Highlights

  • NMN (nicotinamide mononucleotide) and NR (nicotinamide riboside) approximately double circulating NAD+ levels after 14 days of supplementation, while Nam (nicotinamide) only does so acutely at four hours after supplementation.
  • The study provides evidence that gut bacteria convert NMN and NR to NA (nicotinic acid), a potent NAD+ booster, to increase circulating NAD+ levels.
  • The data also show that NMN and NR modulate gut bacteria to increase the concentrations of short-chain fatty acids (SCFAs), which are believed to strengthen the gut barrier and reduce systemic inflammation.

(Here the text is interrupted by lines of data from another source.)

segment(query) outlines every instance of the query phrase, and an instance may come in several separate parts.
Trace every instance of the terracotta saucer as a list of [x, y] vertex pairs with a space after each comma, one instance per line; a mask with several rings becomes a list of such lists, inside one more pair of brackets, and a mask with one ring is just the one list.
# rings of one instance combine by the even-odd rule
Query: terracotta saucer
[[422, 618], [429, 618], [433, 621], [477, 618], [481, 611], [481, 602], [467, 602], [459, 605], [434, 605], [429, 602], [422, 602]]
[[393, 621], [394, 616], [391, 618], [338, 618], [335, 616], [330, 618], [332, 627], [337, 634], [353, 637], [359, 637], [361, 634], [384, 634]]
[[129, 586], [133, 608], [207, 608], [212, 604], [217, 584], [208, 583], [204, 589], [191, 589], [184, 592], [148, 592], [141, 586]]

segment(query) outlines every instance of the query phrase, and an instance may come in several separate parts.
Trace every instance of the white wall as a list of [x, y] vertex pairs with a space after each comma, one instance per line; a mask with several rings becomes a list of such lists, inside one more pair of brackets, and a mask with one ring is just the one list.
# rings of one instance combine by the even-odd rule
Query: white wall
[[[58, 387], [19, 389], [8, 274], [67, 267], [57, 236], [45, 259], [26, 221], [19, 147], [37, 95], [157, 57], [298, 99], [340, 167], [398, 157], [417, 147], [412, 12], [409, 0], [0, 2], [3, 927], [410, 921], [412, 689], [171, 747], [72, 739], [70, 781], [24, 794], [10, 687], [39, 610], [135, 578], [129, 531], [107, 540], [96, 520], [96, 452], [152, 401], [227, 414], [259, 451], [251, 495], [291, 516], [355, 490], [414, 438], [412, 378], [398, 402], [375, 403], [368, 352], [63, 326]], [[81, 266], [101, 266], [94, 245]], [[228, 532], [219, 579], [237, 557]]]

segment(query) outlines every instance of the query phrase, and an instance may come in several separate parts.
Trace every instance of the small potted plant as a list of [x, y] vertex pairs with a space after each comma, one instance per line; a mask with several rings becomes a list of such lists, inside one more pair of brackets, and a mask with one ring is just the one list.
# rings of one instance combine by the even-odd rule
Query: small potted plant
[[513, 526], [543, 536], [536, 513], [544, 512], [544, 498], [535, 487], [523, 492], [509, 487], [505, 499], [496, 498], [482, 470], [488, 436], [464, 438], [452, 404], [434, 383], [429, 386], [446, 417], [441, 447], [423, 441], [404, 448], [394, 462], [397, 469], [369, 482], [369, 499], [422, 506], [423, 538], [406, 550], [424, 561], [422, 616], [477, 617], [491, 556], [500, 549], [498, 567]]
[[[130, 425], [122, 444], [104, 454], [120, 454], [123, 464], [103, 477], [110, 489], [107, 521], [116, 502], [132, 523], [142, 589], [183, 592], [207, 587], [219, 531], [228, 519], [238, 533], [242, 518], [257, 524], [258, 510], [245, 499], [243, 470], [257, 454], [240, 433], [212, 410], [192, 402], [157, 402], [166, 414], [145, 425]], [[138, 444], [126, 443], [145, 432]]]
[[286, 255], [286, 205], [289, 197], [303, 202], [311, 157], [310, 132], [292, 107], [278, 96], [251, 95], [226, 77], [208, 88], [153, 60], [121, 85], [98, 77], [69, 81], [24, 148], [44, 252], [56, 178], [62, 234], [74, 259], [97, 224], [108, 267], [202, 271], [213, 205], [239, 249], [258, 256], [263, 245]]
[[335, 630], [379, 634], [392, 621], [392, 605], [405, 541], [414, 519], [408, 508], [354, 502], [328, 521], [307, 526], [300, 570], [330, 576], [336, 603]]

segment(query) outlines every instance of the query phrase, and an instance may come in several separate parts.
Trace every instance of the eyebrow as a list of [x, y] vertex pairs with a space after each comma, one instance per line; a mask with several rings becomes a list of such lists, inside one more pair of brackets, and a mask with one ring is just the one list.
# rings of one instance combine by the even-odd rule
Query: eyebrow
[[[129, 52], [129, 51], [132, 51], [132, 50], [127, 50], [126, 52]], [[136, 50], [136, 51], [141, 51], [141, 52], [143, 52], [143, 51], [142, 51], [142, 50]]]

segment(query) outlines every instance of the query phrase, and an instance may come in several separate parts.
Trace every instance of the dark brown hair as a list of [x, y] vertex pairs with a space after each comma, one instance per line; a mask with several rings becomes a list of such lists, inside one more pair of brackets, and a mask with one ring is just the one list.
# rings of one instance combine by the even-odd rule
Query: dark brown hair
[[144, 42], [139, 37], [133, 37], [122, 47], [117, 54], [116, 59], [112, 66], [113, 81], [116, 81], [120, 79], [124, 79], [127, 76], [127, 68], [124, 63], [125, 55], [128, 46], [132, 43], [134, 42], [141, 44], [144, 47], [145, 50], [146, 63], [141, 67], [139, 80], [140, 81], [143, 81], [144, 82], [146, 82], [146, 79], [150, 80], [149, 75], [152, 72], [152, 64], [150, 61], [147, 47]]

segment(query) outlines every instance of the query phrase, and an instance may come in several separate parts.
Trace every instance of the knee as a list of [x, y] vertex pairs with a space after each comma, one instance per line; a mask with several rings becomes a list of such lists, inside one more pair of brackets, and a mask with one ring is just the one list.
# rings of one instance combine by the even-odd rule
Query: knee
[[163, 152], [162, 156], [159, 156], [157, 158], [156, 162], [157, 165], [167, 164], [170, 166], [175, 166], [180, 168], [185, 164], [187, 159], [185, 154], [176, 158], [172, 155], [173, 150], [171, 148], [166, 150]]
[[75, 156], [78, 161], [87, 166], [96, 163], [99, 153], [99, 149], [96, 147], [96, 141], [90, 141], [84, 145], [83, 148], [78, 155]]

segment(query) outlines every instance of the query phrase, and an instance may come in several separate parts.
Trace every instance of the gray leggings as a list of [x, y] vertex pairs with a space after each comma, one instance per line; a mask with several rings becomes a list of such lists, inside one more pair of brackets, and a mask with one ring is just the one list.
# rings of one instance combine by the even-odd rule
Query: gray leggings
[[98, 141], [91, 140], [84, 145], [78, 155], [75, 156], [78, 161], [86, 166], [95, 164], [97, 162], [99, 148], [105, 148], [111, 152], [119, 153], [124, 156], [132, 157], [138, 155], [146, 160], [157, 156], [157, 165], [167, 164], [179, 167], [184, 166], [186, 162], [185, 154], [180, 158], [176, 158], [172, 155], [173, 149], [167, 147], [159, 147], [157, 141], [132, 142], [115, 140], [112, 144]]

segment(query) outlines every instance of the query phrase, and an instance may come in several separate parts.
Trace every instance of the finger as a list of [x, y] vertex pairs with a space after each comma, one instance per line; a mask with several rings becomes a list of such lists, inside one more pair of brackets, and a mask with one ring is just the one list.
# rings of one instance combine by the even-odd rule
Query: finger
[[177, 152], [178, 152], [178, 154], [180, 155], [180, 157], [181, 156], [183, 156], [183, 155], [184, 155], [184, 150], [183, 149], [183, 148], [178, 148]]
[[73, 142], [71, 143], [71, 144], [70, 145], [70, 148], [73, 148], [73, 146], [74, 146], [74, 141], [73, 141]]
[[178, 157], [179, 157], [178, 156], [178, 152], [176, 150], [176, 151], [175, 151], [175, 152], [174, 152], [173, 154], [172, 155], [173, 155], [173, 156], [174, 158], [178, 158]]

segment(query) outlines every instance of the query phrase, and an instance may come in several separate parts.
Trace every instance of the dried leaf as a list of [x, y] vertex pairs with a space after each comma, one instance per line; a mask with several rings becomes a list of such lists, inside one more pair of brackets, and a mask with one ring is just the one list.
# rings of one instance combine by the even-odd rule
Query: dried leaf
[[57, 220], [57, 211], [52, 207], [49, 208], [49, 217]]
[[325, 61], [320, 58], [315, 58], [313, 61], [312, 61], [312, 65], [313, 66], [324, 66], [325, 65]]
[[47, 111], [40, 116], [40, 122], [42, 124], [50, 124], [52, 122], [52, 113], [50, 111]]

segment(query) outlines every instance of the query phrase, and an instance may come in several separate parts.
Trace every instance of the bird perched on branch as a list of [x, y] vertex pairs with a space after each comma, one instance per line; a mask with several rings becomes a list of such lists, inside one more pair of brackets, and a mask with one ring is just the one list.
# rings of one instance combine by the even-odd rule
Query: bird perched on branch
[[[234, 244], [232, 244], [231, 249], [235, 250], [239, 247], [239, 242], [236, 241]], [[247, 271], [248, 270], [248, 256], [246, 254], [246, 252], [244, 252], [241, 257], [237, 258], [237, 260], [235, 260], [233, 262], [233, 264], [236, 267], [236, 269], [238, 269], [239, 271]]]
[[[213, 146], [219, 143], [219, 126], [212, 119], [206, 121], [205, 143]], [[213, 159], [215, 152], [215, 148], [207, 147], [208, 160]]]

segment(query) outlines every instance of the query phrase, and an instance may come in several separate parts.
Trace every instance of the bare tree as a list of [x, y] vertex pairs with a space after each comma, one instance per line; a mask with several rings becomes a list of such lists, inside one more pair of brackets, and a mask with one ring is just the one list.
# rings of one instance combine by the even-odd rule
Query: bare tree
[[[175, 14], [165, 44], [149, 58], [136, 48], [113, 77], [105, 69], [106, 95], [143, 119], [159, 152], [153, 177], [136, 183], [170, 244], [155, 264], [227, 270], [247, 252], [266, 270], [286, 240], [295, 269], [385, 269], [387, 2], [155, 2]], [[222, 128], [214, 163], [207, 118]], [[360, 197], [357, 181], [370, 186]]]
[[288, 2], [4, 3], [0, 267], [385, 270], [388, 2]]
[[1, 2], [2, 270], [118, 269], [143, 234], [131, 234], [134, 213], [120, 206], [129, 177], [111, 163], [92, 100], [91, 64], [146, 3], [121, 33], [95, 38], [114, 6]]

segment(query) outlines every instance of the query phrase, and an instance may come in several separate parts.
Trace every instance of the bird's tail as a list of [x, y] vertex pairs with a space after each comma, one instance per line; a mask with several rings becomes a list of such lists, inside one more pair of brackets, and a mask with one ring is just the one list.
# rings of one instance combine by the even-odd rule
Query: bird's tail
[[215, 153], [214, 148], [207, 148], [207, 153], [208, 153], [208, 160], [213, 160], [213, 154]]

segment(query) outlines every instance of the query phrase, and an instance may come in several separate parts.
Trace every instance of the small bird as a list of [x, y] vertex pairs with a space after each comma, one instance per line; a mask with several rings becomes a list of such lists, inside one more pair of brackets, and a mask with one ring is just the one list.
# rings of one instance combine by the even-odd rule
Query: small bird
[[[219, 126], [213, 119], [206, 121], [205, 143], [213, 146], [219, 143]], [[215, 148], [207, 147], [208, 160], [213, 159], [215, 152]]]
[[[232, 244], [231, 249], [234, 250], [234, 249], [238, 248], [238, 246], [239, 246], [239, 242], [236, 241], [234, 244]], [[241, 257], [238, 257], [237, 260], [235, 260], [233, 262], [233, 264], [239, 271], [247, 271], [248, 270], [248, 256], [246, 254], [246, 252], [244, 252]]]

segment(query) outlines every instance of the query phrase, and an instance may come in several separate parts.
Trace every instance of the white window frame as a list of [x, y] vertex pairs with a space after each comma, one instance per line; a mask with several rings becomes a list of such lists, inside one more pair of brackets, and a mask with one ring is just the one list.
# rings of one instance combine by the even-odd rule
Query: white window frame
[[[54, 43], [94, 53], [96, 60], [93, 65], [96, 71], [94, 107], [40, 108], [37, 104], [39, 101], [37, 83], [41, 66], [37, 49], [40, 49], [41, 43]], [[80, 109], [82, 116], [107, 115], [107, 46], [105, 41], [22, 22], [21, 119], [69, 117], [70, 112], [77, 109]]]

As published in Nature Metabolism, Cuenoud and colleagues from Nestlé Health Science in Switzerland present evidence that the NAD+ precursors NMN and NR double circulating NAD+ levels after 14 days of supplementation, while nicotinamide does not. Moreover, their data support that, rather than directly increasing NAD+ levels, gut bacteria convert NMN and NR to NA, a potent NAD+ booster, to raise circulating NAD+. Furthermore, the researchers’ data suggest that NMN and NR modulate gut bacteria to increase concentrations of short-chain fatty acids (SCFAs), metabolites of gut bacteria that have been shown to have anti-inflammatory, anti-diabetes, and anticancer effects in rodents. These findings suggest that NMN and NR sustainably raise circulating NAD+ to a comparable degree and that, through their modulation of gut bacteria, NMN and NR increase SCFA concentrations to promote gut health and other physiological benefits.

“This head-to-head comparison of three NAD+ precursors in healthy adults shows that NR and NMN are comparable in their ability to chronically increase baseline whole-blood NAD+ levels, while Nam provides only an acute transient effect,” say Cuenoud and colleagues in their publication. “Our findings suggest that, contrary to Nam, NR and NMN are not directly absorbed in the systemic circulation but are slowly metabolized by the microbiota to NA, a very potent NAD+ precursor in whole blood.”

No head-to-head comparisons of different NAD+ precursors’ effects on NAD+ levels had been done before this human trial from Cuenoud and colleagues. As such, they chose three prominent NAD+ boosters, Nam, NR, and NMN, for comparison and left out NA since it is associated with skin flushing and gastrointestinal issues at high doses.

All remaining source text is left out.